As a child of the 80's, Book It! was the cornerstone of my education. It was such an unbelievably sweet deal. First of all, you read Encyclopedia Brown, then you get a sweet purple pin, then you get stickers, then you get a PERSONAL PAN PIZZA! Then you burn the roof of your mouth on the blazing hot cheese product, then you cry so loudly that your parents have to take you out of the restaurant and you never get to finish your pizza. Then you understand how unfair the world is, and then you grow into a bitter, soulless husk of an adult.
At least, that was my experience. Apparently, I'm not the only person that harbors hard feelings towards Book It! Some pundits claim that it's bad because it rewards booksmarts with junk food. This is just part of Book It!'s terrible blight on society. Read on for my reasons to be pissed off at Book It!

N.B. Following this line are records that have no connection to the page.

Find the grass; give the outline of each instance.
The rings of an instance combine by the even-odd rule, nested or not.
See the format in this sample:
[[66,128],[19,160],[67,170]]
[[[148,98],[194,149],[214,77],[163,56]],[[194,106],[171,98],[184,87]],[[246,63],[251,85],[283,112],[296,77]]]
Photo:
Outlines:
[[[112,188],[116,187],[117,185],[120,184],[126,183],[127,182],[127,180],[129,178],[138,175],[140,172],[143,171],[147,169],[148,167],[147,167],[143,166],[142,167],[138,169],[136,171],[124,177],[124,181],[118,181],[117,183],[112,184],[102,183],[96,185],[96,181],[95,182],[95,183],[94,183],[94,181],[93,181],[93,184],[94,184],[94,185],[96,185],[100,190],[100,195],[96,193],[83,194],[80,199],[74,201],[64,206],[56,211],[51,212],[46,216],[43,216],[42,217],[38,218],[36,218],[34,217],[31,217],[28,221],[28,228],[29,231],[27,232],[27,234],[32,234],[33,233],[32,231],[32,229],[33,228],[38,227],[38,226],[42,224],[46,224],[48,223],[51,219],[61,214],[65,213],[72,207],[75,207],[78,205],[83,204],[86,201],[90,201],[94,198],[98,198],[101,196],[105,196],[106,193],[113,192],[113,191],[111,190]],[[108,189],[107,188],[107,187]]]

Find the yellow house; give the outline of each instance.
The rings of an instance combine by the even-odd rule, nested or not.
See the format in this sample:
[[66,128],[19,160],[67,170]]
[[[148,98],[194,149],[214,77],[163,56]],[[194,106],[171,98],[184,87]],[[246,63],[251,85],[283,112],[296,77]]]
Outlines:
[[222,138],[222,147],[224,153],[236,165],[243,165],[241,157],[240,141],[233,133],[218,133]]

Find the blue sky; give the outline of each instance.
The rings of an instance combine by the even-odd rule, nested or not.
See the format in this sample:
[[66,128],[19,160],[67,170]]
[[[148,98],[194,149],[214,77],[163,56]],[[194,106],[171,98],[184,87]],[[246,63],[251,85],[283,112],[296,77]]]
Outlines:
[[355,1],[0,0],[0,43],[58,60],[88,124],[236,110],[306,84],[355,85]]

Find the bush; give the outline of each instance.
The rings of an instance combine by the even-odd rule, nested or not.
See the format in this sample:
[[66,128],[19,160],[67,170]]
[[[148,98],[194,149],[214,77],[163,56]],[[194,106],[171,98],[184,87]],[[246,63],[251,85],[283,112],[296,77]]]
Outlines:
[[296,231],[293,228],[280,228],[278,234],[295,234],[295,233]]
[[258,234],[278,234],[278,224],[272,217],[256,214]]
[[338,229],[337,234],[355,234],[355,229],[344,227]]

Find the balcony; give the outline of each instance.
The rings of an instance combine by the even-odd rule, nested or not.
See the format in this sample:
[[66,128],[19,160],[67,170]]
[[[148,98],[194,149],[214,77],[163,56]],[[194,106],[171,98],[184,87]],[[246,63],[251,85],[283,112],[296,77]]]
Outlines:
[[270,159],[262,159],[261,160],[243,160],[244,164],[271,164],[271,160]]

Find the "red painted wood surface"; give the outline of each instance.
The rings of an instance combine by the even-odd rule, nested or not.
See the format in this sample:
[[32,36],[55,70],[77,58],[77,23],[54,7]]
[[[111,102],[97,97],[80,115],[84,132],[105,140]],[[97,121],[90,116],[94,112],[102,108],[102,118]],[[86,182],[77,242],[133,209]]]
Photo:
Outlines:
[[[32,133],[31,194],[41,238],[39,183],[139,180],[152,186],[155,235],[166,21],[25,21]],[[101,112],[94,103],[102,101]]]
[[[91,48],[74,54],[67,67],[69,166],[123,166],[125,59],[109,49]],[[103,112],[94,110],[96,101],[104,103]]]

Did not promote exercise or peer-interaction, unlike every other way to get free pizza available to children
It's not like pizza is a particularly scarce commodity for an enterprising youngster. Between little league teams, birthday parties, and the occasional fake coupon scam, you could probably score free pizza once a week without ever cracking a book. Plus, you might learn important things like "which way around the bases you run in baseball" or "how to carry on a conversation" instead of "Bugs Meany always lies, but never seems to get in trouble for it."
Created a super-race of fat bookworms
Book It! made every trip to pizza hut into a Lovecraftian nightmare. There was always a small brood of hyperobese kids crouched low in one corner, eyes locked on dog-eared copies of Goosebumps books. The grimy glow of faux-tiffany lamplight reflected in cracked red plastic cups bathed them in a sickly, unholy light. Every time that one stirred to turn a page, great rains of greasy crumbs would flow out of their deep neck-fat rolls into their empty personal pan pizza pans. As the hands shot out from around the table to snatch up these precious scraps of hard-earned pizza waste, the light would catch their eyes. These brief glimpses of the color out of space froze my soul to its core. There, but for a few gold star stickers, goes I, I thought.
I swear, whenever I had to pass near them to use the bathroom, I could hear them muttering in unison "Ph'nglui mglw'nafh Buk't! P'zza h'ut wgah'nagl fhtagn."
Encouraged reading/attempted to undo the cosmos
Everybody knows that reading is for nerds. By trying to gloss over this fundamental truth and associating something cool (pizza) with something totally lame and square (reading), the Book It! program threatens to destroy the lame/cool duality which is the cornerstone of modern scientific understanding.
Incidentally, since I've been out of school for a little while my grasp of the fundamentals of science has gotten a little shaky.
Justin Douglas writes "Nerdish Leanings" for The Bathtub on Monday afternoons. You can e-mail him at j.d.bathtub@gmail.com.

BOOK IT WAS AWESOME, YOU ARE LAME
Posted by: Lauren | December 17, 2007 at 04:03 PM
STOP SAYING BIDDY, YOU JACKASS.
Posted by: KELLYq | December 17, 2007 at 06:21 PM
Lauren,
I actually liked Book It! quite a bit, but you know how much easier it is to be funny when you are mean than when you are nice.
Posted by: justin | December 17, 2007 at 06:45 PM
they didn't have that at my school =(
BUT my awesome second grade teacher mrs. wright took us to roy rogers and toys, etc. if we read over 25 books (or something, yumi?)
she also put us all on a comma diet, which is the only diet i've stuck to my entire life.